定性的な変化としては、プロダクトの価値が定まり、セールスやマーケターが価値を訴求しやすくなった。他には、CS部門の頑張りも影響してはいるものの「セミナー登壇や事例インタビューの依頼に応じてくれる顧客が増えた」(平尾氏)という。
サイカの体制はPMF後もさらにアップデートされている。たとえば当初は顧客の満足度を測る指標としてNPSやPMFスコアといった既存のものを組み合わせて活用していたが、中にはこれらの数値が悪くないにも関わらず、継続利用に至らないケースも出てきた。
継続する顧客と、解約してしまう顧客は何が違うのか。その差分を1つずつ確認しながら最適な指標を追求していった結果、オリジナルの指標が開発でき、現在はその指標を用いて顧客の“健康状態”を把握しているそうだ。

PMFに終わりはなく永遠に追い続けるもの
最後にMAGELLANでの実体験も踏まえ、平尾氏が考えるPMFのポイントについて聞いた。
「もっとも大切なのは『答えは顧客にある』ということです。その上で具体的なポイントとしては3つあります。1つ目は徹底的に顧客に向き合い、顧客の実態を掴むための体制を作ること。2つ目が一般的に成功するとされているモデルを鵜吞みにしないこと。そして3つ目がPMFは終わることがなく、永遠に追い続けるべきものであるということです」(平尾氏)
平尾氏自身、MAGELLANを筆頭にプロダクトを成長させる過程で、結果的に業界のセオリーとは異なる方法を採用することが度々あった。オリジナルの指標を開発し、時には“SaaSの王道”と別の道も進んできた。SaaS企業にとってはおなじみの「The Model」も、自社に合うかたちへと改良した上で運用している。
「もちろん既存のモデルにはものすごく参考になるものも多いですが、そこだけに囚われると失敗してしまう要因にもなります。まず顧客に答えがあるという考えをベースに置いて、その上でいろいろなモデルを適用していくのが重要です」(平尾氏)
また、時間の経過とともに顧客も競合も変わっていく。だからこそPMFは一度達成すればそこで終了するものではなく「永遠に追い続けるもの」だと平尾氏は話してくれた。

取材後記
「徹底的に顧客に向き合い、顧客の実態を掴むための体制を作ること」。最後に平尾氏から出た言葉だが、これを徹底できている組織はどれぐらいあるだろうか。
顧客理解・顧客視点の重要性は様々なところで語られるが、「言うは易く行うは難し」で実行できている組織はほとんどないのが実態だろう。

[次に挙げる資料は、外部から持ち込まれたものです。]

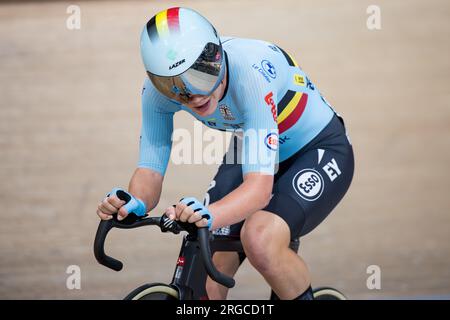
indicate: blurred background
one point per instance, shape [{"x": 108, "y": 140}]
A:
[{"x": 69, "y": 131}]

以前、あるマーケター向けのイベントに登壇した際、「顧客に会ったことがあるか?」を挙手してもらったところ、100名近い参加者のうち20名ほどしか手が挙がらなかったことがある。約8割のマーケターが顧客と会わずにマーケティング活動を進めていたのだ。よほどの天才マーケターでない限り、顧客と会わずに顧客理解を深め、顧客視点を持つことは難しい。
平尾氏は「顧客と徹底的に向き合い、顧客に近い人間を重んじる」という文化を作る過程で『短期的には良いことばかりではなく、チームを離れるメンバーもいるなど苦しみも伴った』というが、その痛みを乗り越え、顧客起点の組織やプロダクトを作っていった過程には貴重な学びがつまっていた。
サイカのPMFまでの歩みは、顧客に向き合う組織を作ろうとするすべての起業家・事業責任者・マーケターに勇気を与えるストーリーだろう。(才流 栗原氏)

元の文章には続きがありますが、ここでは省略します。